Przypomniany przy okazji obecnej powodzi raport Najwyższej Izby Kontroli z marca jest zatrważający. W przypadku większości wałów przeciwpowodziowych nie można nawet stwierdzić, w jakim są stanie, bo nie mają aktualnych badań technicznych. Nie istnieje plan ochrony przeciwpowodziowej dla Polski, choć na jego przygotowanie czekamy już osiem lat. NIK punktuje szereg zaniedbań w województwie małopolskim i świętokrzyskim, czyli obszarach dorzecza Wisły. W przygotowaniu jest już kolejny raport, dotyczący dorzecza Odry. Zostanie on opublikowany za miesiąc, ale z informacji uzyskanych przez „Politykę” wynika, że także on będzie miażdżący dla lokalnych władz. Efekty wieloletnich zaniedbań są natomiast już widoczne w bilansach strat. Za wcześnie jeszcze na szacowanie szkód wyrządzonych przez trwającą właśnie powódź. Jednak dane za ostatnie lata, zebrane przez NIK, są niepokojące.
Od 2007 do 2009 r. suma strat z powodu powodzi w dwóch tylko województwach – świętokrzyskim i małopolskim – stale rosła. Zwiększyła się z 194 mln w 2007 r. do aż 519 mln zł w ubiegłym roku. Z danych Polskiej Izby Ubezpieczeń, dotyczących całej Polski, wynika, że odszkodowania z powodu strat związanych z siłami natury (nie tylko, ale przede wszystkim powodzie) wzrosły w 2009 r. w porównaniu z rokiem poprzednim aż o jedną trzecią. Jak to możliwe, skoro każdy kolejny sezon nie jest znacznie gorszy od poprzedniego?

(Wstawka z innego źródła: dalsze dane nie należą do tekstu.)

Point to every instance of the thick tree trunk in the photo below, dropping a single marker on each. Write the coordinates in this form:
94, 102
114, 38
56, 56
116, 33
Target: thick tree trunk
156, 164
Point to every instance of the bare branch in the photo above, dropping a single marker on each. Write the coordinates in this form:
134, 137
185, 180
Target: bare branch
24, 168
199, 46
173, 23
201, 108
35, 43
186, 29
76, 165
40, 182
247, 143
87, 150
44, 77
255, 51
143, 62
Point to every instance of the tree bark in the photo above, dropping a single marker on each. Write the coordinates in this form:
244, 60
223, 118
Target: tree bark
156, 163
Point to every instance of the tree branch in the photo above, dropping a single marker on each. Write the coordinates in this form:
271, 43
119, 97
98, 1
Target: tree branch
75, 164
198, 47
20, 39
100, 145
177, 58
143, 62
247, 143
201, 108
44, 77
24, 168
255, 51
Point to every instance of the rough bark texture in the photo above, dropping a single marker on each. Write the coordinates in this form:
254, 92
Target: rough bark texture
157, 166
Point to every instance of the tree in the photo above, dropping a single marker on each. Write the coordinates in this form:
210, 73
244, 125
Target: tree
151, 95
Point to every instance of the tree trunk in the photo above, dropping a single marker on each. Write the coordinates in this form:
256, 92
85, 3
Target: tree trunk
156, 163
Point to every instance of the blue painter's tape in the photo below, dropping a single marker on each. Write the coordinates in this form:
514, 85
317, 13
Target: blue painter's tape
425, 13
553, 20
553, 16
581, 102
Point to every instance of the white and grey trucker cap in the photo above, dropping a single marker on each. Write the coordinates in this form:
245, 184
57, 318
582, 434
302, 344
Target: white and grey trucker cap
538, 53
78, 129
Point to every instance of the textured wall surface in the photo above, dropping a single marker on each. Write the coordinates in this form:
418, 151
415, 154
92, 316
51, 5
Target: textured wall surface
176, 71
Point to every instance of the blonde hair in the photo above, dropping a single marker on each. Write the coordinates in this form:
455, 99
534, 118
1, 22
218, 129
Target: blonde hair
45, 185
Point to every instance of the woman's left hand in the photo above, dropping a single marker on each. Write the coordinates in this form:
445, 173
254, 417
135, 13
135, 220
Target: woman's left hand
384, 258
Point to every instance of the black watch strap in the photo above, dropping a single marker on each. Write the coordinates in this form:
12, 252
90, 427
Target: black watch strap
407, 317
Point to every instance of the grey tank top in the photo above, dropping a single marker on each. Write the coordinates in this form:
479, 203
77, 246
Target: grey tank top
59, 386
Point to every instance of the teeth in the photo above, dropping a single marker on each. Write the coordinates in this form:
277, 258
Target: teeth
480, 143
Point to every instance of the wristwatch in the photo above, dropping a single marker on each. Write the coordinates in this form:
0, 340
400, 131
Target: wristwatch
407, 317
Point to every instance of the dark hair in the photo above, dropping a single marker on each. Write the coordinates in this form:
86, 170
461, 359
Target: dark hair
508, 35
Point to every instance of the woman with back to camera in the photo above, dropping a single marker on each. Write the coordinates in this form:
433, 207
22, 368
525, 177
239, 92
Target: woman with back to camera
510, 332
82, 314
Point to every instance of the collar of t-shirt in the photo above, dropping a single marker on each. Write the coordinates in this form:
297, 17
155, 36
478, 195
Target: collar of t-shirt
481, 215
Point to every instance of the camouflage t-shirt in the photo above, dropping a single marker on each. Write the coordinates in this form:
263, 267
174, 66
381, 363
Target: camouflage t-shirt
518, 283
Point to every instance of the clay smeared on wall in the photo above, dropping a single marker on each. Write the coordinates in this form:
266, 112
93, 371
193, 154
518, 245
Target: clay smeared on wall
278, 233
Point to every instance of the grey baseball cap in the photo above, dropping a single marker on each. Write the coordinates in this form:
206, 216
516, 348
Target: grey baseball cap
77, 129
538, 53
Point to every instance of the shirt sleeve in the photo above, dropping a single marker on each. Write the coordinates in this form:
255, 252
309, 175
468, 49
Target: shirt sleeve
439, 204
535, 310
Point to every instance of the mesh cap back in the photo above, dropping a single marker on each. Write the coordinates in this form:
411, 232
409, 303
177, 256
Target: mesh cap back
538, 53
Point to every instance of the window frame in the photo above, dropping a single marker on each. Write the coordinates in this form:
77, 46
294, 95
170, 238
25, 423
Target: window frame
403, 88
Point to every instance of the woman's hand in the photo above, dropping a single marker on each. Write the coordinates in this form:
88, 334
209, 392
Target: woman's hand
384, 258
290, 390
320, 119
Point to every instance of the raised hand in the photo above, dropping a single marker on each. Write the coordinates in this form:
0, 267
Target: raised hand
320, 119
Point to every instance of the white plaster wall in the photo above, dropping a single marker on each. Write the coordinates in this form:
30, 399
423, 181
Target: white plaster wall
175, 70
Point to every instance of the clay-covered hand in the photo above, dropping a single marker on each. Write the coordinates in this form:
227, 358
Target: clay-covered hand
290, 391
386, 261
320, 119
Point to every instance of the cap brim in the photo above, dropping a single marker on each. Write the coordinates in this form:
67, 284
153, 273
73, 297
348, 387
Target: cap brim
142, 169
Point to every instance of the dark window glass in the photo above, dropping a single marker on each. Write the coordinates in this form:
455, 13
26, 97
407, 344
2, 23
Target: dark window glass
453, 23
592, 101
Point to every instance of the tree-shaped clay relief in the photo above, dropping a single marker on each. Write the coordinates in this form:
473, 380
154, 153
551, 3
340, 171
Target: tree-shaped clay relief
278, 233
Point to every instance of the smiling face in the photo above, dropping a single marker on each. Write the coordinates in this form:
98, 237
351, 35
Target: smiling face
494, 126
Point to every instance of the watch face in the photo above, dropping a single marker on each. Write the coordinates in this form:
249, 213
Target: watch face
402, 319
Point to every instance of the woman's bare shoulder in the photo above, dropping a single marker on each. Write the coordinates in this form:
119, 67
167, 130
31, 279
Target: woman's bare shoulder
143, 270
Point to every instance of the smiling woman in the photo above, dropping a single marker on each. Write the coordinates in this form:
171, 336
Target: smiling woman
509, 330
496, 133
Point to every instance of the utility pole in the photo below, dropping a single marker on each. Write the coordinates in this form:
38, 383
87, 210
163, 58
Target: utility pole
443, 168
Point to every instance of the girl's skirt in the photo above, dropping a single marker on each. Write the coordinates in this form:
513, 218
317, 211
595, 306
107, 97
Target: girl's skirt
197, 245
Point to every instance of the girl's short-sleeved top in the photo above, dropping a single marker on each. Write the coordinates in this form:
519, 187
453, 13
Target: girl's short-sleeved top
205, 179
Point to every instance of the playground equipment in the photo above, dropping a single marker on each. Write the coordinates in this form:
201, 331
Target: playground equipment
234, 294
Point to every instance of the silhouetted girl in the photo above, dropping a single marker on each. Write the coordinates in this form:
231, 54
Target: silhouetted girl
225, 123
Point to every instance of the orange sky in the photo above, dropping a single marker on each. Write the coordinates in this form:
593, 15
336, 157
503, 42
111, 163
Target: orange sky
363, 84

W swoim raporcie NIK powołuje się na wnioski zawarte w przygotowanym ponad dwa lata temu przez Ministerstwo Spraw Wewnętrznych i Administracji „Programie ochrony przed powodzią w dorzeczu Górnej Wisły”. Okazuje się, że mimo tragicznych doświadczeń z 1997 r., z czasu tzw. powodzi tysiąclecia, wciąż są zabudowywane naturalne tereny zalewowe. NIK podkreśla, że w strefach zagrożonych powodzią powstają zarówno nowe budynki mieszkalne, jak i obiekty użyteczności publicznej. – Ochrona przed zalaniem jest dalej rozumiana głównie jako budowa wałów, a to poważny błąd – mówi Paweł Biedziak, rzecznik NIK. Co gorsza, straty rosną również dlatego, że bezgranicznie ufa się urządzeniom technicznym. Poza tym niszcząca siła wielkiej wody jest większa z powodu sztucznych zwężeń dolin rzecznych i źle zaprojektowanych mostów. Nic zatem dziwnego, że taka sama powódź jak kilka lat temu, teraz powoduje znacznie większe straty materialne.
Szczególnie narażone województwa małopolskie i świętokrzyskie są w wyjątkowo niekorzystnej sytuacji. W dorzeczu górnej Wisły gęstość zaludnienia jest wyższa od przeciętnej, a zabudowa bardzo rozproszona. Raport MSWiA sprzed dwóch lat podkreśla, że rośnie wielkość zabudowywanych terenów w tych regionach, kosztem lasów i gruntów ornych. Coraz mniej jest zatem możliwości magazynowania nadmiaru wody w glebie i coraz szybciej spływa ona do rzek po dużych opadach. Rośnie ryzyko podtopień szczególnie w aglomeracjach większych miast, bo nowe osiedla nie mają często odpowiedniej kanalizacji deszczowej.
Kontrolerzy NIK stwierdzili, że w wielu gminach nie ma nawet ściśle określonych miejsc, gdzie nie wolno budować z powodu ryzyka powodziowego. – Często słyszymy ustne zapewnienie, że wójt wie, gdzie jest niebezpiecznie. Ale brakuje jakichkolwiek dokumentów – mówi Paweł Biedziak. A przecież Polska w najbliższych latach będzie nadal szybko się urbanizować.
Jeśli nie powstaną zarówno ogólnopolski, jak i regionalne plany przeciwpowodziowe, wartość strat z powodu powodzi nadal będzie rosnąć. Tymczasem już od dawna wiadomo, że tego typu zjawiska, w związku z ociepleniem klimatu mogą się nasilać. Południowa Polska, zarówno w dorzeczu Wisły, jak i Odry jest i będzie narażona na wielką wodę. Zamiast więc żyć nadzieją, że wyższe i grubsze wały nas przed nią skuteczniej obronią, lepiej uważnie wybierać miejsca pod następne inwestycje.